[SPARK-19020] [SQL] Cardinality estimation of aggregate operator #16431

wzhfy · 2016-12-29T06:39:02Z

What changes were proposed in this pull request?

Support cardinality estimation of aggregate operator

How was this patch tested?

Add test cases

wzhfy · 2016-12-29T06:40:49Z

cc @rxin @hvanhovell @cloud-fan @srinathshankar

SparkQA · 2016-12-29T06:42:35Z

Test build #70710 has started for PR 16431 at commit c064595.

wzhfy · 2016-12-29T08:12:19Z

retest this please

SparkQA · 2016-12-29T10:31:07Z

Test build #70714 has finished for PR 16431 at commit c064595.

This patch passes all tests.
This patch merges cleanly.
This patch adds no public classes.

SparkQA · 2017-01-05T17:49:48Z

Test build #70931 has finished for PR 16431 at commit fc229e4.

This patch passes all tests.
This patch merges cleanly.
This patch adds no public classes.

rxin · 2017-01-06T06:52:46Z

.../main/scala/org/apache/spark/sql/catalyst/plans/logical/estimation/AggregateEstimation.scala

+      }
+
+      // The number of output rows must not be larger than child's number of rows.
+      // Note that this also covers the case of uniqueness of column.

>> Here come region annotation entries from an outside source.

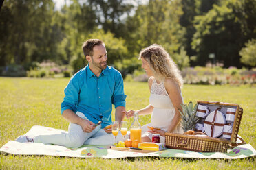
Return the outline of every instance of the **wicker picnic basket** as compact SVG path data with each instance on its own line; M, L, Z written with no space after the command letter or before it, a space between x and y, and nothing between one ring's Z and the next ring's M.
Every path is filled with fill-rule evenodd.
M230 107L236 108L231 139L226 140L219 138L201 137L200 136L167 132L165 133L165 147L171 149L200 152L227 152L228 147L237 145L236 145L236 141L243 109L239 105L235 104L198 101L198 104L204 105L212 109L217 107L222 108L223 110L226 109L226 110L227 108ZM214 126L214 121L213 121L213 125Z

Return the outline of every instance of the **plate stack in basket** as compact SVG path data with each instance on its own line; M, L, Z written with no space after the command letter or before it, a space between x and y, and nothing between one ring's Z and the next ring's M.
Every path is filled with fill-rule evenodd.
M201 152L227 152L235 145L243 114L237 104L198 101L193 110L200 120L195 131L206 135L165 134L167 148Z

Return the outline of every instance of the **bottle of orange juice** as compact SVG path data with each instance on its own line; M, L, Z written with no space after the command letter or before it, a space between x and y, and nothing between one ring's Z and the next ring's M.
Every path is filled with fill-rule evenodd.
M134 141L138 140L140 143L141 141L141 126L138 121L138 112L134 112L134 122L131 125L131 140Z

If one of the group-by columns


i don't get what this note means.

If the aggregate has three group-by columns, e.g. group by a, b, c, the number of output rows is estimated by ndv(a) * ndv(b) * ndv(c). It's an upper bound by assuming the data has every combination of values of a, b and c. But this product can become very large. So previously, I had two methods to set tighter bounds.

#row of the aggregate must be <= #row of child.

if one of the group-by columns is a primary key (e.g. column a), each distinct value of a can appear only once in records, then the number of possible combinations of a, b, c is equal to ndv(a), thus #row of the aggregate with group by a, b, c is equal to ndv(a).

But later, I noticed that since a is a primary key, ndv(a) is actually equal to #row of child. So case 2 is covered by case 1.

OK I don't think you need this explanation here -- it simply makes it more confusing. You are just putting an upper bound on cardinality, and that explains everything.

rxin · 2017-01-09T05:17:27Z

Can you update the pull request and the test cases to use the new test infra?

wzhfy · 2017-01-09T05:30:35Z

OK, I'll update this pr today.

rxin · 2017-01-09T09:05:37Z

...talyst/src/test/scala/org/apache/spark/sql/catalyst/statsEstimation/AggEstimationSuite.scala

+class AggEstimationSuite extends StatsEstimationTestBase {
+
+  /** Column info: names and column stats for group-by columns */
+  val (key11, colStat11) = (attr("key11"), ColumnStat(2, Some(1), Some(2), 0, 4, 4))


can we put these into a map so it is easier to read?

map from attribute to stat

also use named arguments when creating ColumnStat; otherwise it is too difficult to read what the 0 or 4 means.

rxin · 2017-01-09T09:06:27Z

...talyst/src/test/scala/org/apache/spark/sql/catalyst/statsEstimation/AggEstimationSuite.scala

+
+  /** Tables for testing */
+  /** Data for table1: (1, 10), (2, 10) */
+  val table1 = StatsTestPlan(


can we put all the tables into the test cases? it is farther away from the test cases making it more difficult to read.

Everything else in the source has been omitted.